The redesign divided the ED into four pods, which were essentially bays with the necessary equipment to treat any type of patient. One senior or attending physician, one or two residents, and three nurses were assigned randomly to a pod at the start of their shifts. Patients were assigned consecutively to the four pods, with each pod having ultimate responsibility for its queue of patients. Because of the staggered and differing shifts, the entire team membership could changeover in as little as five hours.

The qualitative data showed better coordination between the pod members because they were co-located, making it easy to know who was on the team. It increased communication, follow-up, and the setting of mutual priorities, especially since the pod members were collectively responsible for getting the patients through the ED.

"The big 'aha' was how very little structure this is," Edmondson says. "We still have no assigned membership to specific teams over time. I think it speaks to the subtle interpersonal challenges we face trying to catch and work with relative strangers, and that even those small moments of hesitation or miscommunication matter."

Pod Wars

While the scaffolds helped break down barriers between professional groups, they created new, albeit temporary, affinity groups to some extent, triggering competition between the teams, which the staff referred to as "the pod wars." No one wanted to be stuck in the slowest pod, and other pods didn't tend to help you out if yours was bogged down, the staff interviews revealed. "People were only affiliated with their pod for four or eight hours, and despite how temporary their team memberships were, they were still competitive with one another," says Valentine, who after earning her PhD from Harvard in 2013 joined Stanford University as an assistant professor of management science and engineering.

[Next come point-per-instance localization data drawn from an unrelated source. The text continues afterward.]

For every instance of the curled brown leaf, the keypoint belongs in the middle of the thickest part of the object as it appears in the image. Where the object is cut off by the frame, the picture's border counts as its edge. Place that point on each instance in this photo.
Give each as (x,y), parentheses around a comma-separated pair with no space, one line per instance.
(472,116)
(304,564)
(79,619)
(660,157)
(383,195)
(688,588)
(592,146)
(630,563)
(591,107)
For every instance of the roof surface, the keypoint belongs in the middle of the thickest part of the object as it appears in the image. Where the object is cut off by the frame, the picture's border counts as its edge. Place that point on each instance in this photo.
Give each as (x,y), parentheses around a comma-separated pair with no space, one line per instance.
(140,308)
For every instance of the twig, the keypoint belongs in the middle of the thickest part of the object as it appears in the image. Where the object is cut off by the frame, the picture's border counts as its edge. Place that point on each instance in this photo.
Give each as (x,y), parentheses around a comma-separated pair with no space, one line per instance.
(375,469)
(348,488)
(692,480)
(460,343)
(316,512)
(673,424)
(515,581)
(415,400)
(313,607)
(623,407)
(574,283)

Valentine says one caveat of the quantitative improvement is that the hospital was not performing as well as its peers before the redesign. Although not every workplace will see such dramatic improvement, the research shows how powerful a tool grouping people deliberately, even if temporary, can be for managers. In other research, Valentine studied four other hospitals that implemented team scaffolds in their emergency departments with less success, which is the basis for an upcoming paper. The city hospital in the joint research with Edmondson had a robust change process, getting a lot of input from staff and buy-in, and used a pilot pod to train staff. One other hospital had a decent change process and bounded groups, but did not assign the pod ultimate responsibility for the patient flow, which hampered the pod acting as a team, Valentine says.

While a hospital may be a natural setting for team scaffolds, Edmondson and Valentine see other applicable sites.

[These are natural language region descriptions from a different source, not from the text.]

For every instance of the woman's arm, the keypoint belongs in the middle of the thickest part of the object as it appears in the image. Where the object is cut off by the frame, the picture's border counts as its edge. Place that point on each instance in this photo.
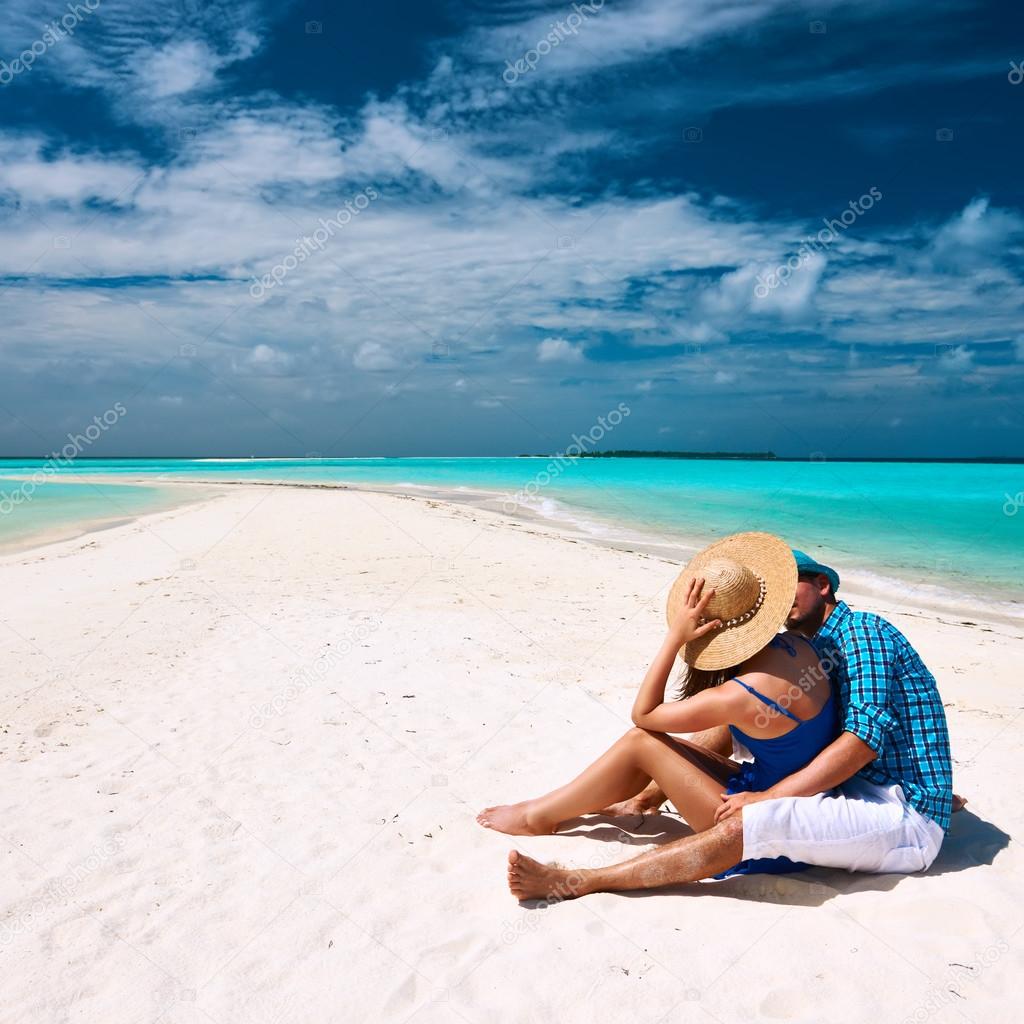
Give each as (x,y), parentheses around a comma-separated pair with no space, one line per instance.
(649,709)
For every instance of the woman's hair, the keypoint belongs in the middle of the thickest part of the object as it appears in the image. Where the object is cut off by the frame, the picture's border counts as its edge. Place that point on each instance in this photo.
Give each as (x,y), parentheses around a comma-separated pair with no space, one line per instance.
(691,681)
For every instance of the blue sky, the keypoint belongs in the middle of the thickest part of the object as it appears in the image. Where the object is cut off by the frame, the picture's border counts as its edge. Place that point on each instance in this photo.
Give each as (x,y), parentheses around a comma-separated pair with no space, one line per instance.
(512,217)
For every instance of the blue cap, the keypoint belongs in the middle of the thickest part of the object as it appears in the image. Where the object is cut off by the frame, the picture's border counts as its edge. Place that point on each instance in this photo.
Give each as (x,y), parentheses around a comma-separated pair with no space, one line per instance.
(807,564)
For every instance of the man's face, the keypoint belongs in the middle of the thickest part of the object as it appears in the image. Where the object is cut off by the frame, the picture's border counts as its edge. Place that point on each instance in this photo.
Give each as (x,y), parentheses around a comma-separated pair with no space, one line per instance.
(809,601)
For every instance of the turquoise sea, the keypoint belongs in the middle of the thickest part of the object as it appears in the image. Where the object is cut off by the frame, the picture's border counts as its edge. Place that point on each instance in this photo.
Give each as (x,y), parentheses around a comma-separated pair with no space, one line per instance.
(953,525)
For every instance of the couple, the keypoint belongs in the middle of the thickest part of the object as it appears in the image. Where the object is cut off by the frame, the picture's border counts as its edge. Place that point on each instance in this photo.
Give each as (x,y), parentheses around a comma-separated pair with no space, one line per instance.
(851,764)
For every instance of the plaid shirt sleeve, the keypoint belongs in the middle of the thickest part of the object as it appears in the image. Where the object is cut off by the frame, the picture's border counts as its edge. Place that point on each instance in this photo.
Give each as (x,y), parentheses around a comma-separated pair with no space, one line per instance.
(869,662)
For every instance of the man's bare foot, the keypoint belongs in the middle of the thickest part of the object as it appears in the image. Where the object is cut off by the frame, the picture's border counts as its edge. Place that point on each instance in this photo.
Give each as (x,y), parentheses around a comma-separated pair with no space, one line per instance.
(634,807)
(529,879)
(514,819)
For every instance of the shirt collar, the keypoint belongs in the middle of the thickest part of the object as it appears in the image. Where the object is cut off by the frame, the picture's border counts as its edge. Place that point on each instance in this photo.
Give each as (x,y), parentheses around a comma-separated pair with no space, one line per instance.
(832,625)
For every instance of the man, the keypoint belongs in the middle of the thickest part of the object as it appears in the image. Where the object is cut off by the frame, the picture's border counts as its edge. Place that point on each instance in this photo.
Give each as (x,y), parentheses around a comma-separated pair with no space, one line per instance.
(877,799)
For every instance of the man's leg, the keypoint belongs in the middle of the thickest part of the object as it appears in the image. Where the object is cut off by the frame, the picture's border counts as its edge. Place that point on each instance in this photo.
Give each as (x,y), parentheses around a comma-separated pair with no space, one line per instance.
(718,740)
(689,859)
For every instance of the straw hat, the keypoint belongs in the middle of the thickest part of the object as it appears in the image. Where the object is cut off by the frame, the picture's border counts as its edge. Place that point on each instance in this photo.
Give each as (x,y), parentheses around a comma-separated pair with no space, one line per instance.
(754,577)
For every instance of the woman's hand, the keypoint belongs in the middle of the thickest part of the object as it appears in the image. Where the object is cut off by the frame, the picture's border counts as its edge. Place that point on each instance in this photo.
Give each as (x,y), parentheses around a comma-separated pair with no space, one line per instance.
(687,623)
(732,805)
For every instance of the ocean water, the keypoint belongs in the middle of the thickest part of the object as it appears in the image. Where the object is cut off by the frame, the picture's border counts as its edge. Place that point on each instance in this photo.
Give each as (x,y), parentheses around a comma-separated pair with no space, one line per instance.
(53,510)
(956,526)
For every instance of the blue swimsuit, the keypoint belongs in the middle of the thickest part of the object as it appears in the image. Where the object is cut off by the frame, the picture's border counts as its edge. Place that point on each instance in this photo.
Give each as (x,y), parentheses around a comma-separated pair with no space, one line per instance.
(778,757)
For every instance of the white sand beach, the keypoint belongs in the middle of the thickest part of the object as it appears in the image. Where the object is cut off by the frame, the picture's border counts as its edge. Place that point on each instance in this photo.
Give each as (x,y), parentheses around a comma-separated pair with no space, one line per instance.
(244,742)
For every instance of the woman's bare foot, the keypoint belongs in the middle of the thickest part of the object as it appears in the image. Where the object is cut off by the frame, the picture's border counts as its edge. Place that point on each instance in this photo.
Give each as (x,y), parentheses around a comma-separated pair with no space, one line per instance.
(514,819)
(529,879)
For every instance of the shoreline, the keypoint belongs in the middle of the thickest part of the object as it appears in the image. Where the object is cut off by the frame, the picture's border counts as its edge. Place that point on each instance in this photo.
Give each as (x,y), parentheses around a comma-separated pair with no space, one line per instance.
(890,593)
(247,738)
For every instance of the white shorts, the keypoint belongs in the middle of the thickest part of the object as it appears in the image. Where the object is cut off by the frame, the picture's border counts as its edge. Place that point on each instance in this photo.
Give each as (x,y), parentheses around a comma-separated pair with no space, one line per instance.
(859,826)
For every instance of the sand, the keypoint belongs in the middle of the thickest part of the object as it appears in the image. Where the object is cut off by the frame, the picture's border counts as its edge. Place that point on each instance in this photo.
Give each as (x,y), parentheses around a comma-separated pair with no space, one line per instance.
(244,741)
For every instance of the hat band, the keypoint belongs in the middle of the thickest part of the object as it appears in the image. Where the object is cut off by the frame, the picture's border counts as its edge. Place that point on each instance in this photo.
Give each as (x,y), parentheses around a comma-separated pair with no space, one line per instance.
(751,612)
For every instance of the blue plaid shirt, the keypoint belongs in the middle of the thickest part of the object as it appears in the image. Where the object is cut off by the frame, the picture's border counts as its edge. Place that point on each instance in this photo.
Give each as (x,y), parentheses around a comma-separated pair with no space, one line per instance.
(890,700)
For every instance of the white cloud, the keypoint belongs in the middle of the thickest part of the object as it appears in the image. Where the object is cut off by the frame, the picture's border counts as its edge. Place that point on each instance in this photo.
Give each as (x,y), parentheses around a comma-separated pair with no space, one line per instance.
(559,350)
(373,355)
(956,359)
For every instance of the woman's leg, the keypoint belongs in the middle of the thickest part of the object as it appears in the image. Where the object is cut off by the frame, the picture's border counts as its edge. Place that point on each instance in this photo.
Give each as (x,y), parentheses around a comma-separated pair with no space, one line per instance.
(690,776)
(649,800)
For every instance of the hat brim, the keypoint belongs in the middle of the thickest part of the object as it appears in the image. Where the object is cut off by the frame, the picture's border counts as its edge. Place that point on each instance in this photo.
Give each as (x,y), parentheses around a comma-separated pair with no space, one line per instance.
(768,556)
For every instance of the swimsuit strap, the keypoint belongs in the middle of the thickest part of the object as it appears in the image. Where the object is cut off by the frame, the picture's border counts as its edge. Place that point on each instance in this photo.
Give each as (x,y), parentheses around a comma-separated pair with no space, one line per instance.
(768,700)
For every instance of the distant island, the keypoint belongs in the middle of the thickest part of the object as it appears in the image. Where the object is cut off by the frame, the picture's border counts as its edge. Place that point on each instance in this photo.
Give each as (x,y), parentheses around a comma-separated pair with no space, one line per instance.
(627,454)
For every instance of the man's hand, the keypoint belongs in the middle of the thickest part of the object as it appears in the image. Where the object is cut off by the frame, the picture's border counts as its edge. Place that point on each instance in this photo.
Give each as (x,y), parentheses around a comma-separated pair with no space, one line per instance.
(731,805)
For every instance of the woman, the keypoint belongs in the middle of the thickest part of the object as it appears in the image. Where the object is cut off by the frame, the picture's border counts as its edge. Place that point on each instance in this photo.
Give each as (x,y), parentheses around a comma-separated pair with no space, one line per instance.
(724,611)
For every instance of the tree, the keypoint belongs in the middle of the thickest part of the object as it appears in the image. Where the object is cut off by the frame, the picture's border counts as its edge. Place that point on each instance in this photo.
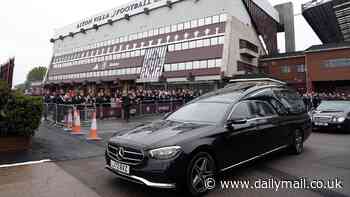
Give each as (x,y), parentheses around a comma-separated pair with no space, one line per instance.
(36,74)
(20,87)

Many large, global companies are trying to enable better lateral coordination to solve client issues more efficiently. "Just the designation that you're part of this temporary group can eliminate some of those bureaucratic layers where the coordination between people laterally is harder than it needs to be," Edmondson says.

Valentine was one of the authors of a Stanford paper on crowdsourcing teams to handle more complex projects, applying many of the ideas of team scaffolds. She has also incorporated the research into one of her courses, with students creating e-books in 48 hours through crowdsourcing on a team scaffold platform. While the hospital's pod members were physically in the same area, Valentine notes that co-location can be virtual in the case of crowdsourcing, using chat rooms, shared folders, or shared websites.

"There's more complex work that really requires this teaming on the fly, and the social technologies make it more possible to find and coordinate with each other," Edmondson says.